Scala 2.8 allows a shorthand syntax for implicit parameters, called Context Bounds. Briefly, a method with a type parameter A that requires an implicit parameter of type M[A]:
def foo[A](implicit ma: M[A])
can be rewritten as:
def foo[A: M]
But what's the point of passing the implicit parameter but not naming it? How can this be useful when implementing the method foo?
Often, the implicit parameter need not be referred to directly, it will be tunneled through as an implicit argument to another method that is called. If it is needed, you can still retain the terse method signature with the Context Bound, and call implicitly to materialize the value:
def foo[A: M] = {
val ma = implicitly[M[A]]
}
Passing a subset of implicit parameters explicitly
Suppose you are calling a method that pretty prints a person, using a type class based approach:
trait Show[T] { def show(t: T): String }
object Show {
implicit def IntShow: Show[Int] = new Show[Int] { def show(i: Int) = i.toString }
implicit def StringShow: Show[String] = new Show[String] { def show(s: String) = s }
def ShoutyStringShow: Show[String] = new Show[String] { def show(s: String) = s.toUpperCase }
}
case class Person(name: String, age: Int)
object Person {
implicit def PersonShow(implicit si: Show[Int], ss: Show[String]): Show[Person] = new Show[Person] {
def show(p: Person) = "Person(name=" + ss.show(p.name) + ", age=" + si.show(p.age) + ")"
}
}
val p = Person("bob", 25)
implicitly[Show[Person]].show(p)
What if we want to change the way that the name is output? We can explicitly call PersonShow, explicitly pass an alternative Show[String], but we want the compiler to pass the Show[Int].

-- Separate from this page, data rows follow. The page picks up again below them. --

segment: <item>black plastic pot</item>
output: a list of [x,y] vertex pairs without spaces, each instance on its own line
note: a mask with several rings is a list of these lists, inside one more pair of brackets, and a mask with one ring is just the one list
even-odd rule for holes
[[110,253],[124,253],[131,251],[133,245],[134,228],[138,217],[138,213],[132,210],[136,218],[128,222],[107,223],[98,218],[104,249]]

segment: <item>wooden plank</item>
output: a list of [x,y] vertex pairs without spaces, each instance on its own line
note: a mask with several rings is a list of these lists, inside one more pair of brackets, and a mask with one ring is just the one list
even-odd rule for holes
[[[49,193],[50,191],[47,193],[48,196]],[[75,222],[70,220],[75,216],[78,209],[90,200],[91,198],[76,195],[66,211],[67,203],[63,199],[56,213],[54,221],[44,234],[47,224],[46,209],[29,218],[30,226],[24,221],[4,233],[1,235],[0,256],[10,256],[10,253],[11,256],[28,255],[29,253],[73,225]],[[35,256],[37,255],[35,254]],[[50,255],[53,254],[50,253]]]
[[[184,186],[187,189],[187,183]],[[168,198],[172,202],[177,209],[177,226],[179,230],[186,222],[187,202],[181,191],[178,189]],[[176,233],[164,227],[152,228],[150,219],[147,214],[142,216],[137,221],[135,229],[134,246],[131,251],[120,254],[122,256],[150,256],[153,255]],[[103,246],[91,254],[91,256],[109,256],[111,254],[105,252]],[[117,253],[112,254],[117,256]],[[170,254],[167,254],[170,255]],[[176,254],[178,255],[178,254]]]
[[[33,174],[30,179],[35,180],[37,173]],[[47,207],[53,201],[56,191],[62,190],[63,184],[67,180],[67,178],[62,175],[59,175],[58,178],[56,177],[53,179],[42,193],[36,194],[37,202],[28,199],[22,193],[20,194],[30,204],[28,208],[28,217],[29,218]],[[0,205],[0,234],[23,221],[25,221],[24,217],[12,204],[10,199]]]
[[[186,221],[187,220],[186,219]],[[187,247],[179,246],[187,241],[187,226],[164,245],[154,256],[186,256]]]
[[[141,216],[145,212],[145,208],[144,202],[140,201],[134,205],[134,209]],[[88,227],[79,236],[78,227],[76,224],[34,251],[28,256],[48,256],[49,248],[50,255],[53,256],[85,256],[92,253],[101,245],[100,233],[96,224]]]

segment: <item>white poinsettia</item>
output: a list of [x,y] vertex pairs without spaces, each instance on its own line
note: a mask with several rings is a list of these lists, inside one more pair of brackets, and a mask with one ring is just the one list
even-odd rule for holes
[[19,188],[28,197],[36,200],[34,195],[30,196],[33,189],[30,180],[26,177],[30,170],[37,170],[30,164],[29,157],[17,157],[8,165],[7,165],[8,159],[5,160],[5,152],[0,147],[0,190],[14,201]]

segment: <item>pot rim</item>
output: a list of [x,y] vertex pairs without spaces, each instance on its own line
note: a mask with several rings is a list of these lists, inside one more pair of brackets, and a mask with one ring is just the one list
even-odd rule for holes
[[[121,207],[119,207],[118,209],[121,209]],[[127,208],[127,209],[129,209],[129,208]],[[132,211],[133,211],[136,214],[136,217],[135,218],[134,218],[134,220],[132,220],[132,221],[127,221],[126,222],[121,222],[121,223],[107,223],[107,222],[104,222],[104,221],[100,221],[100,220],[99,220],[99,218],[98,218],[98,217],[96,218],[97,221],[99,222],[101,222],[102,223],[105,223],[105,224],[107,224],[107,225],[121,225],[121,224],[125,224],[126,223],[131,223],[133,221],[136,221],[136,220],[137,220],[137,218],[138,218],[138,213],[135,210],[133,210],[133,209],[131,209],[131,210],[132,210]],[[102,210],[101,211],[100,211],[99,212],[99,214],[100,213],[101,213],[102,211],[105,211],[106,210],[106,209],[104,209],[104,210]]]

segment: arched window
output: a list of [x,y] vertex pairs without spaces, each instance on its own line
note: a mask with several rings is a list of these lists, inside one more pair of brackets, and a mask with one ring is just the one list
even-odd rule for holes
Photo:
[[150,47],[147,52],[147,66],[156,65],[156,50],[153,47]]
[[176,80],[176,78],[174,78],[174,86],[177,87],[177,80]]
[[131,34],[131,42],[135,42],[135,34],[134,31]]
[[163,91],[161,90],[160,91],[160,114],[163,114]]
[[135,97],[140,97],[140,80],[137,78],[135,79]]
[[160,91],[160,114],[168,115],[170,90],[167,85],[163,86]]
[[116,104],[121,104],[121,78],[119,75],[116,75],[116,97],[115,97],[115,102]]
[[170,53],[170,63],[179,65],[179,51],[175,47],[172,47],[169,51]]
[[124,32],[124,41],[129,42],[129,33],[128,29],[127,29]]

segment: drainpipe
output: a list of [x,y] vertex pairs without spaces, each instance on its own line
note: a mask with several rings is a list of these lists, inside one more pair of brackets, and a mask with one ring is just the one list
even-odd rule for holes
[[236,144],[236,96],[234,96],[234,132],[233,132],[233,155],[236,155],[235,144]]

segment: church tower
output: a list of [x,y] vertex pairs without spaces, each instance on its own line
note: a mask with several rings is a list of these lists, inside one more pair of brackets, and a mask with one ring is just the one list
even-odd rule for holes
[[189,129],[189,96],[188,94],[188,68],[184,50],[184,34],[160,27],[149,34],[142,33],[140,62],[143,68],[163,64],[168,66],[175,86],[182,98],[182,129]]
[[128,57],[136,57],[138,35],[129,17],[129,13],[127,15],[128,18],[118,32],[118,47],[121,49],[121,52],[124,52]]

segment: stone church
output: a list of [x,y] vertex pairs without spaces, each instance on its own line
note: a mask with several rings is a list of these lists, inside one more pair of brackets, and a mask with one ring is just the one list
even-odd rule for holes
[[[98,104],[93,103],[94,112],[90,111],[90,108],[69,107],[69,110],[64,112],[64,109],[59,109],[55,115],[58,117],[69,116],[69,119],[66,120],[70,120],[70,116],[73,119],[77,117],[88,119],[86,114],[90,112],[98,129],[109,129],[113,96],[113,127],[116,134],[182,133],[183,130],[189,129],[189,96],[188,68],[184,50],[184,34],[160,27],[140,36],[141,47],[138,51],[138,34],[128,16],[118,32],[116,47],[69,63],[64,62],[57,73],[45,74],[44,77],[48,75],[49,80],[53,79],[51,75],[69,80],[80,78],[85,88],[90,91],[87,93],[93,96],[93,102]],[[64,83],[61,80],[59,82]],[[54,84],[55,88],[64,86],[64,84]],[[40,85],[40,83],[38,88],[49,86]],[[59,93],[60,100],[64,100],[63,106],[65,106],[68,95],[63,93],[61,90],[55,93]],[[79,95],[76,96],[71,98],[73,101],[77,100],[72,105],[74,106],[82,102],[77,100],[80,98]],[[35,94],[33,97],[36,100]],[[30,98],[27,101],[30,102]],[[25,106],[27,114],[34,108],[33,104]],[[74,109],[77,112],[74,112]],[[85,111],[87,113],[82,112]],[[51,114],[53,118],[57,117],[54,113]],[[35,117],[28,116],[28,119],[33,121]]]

Person.PersonShow(si = implicitly, ss = Show.ShoutyStringShow).show(p)
Starting Scala 3 implicitly has been replaced with improved summon which has the advantage of being able to return a more precise type than asked for
The summon method corresponds to implicitly in Scala 2. It is
precisely the same as the the method in Shapeless. The difference
between summon (or the) and implicitly is that summon can return a
more precise type than the type that was asked for.
For example given the following type
trait F[In]:
type Out
def f(v: Int): Out
given F[Int] with
type Out = String
def f(v: Int): String = v.toString
implicitly method would summon a term with erased type member Out
scala> implicitly[F[Int]]
val res5: F[Int] = given_F_Int$#7d0e5fbb
scala> implicitly[res5.Out =:= String]
1 |implicitly[res5.Out =:= String]
| ^
| Cannot prove that res5.Out =:= String.
scala> val x: res5.Out = ""
1 |val x: res5.Out = ""
| ^^
| Found: ("" : String)
| Required: res5.Out
In order to recover the type member we would have to refer to it explicitly which defeats the purpose of having the type member instead of type parameter
scala> implicitly[F[Int] { type Out = String }]
val res6: F[Int]{Out = String} = given_F_Int$#7d0e5fbb
scala> implicitly[res6.Out =:= String]
val res7: res6.Out =:= String = generalized constraint
However summon defined as
def summon[T](using inline x: T): x.type = x
does not suffer from this problem
scala> summon[F[Int]]
val res8: given_F_Int.type = given_F_Int$#7d0e5fbb
scala> summon[res8.Out =:= String]
val res9: String =:= String = generalized constraint
scala> val x: res8.Out = ""
val x: res8.Out = ""
where we see type member type Out = String did not get erased even though we only asked for F[Int] and not F[Int] { type Out = String }. This can prove particularly relevant when chaining dependently typed functions:
The type summoned by implicitly has no Out type member. For this
reason, we should avoid implicitly when working with dependently typed
functions.
A "teach you to fish" answer is to use the alphabetic member index currently available in the Scaladoc nightlies. The letters (and the #, for non-alphabetic names) at the top of the package / class pane are links to the index for member names beginning with that letter (across all classes). If you choose I, e.g., you'll find the implicitly entry with one occurrence, in Predef, which you can visit from the link there.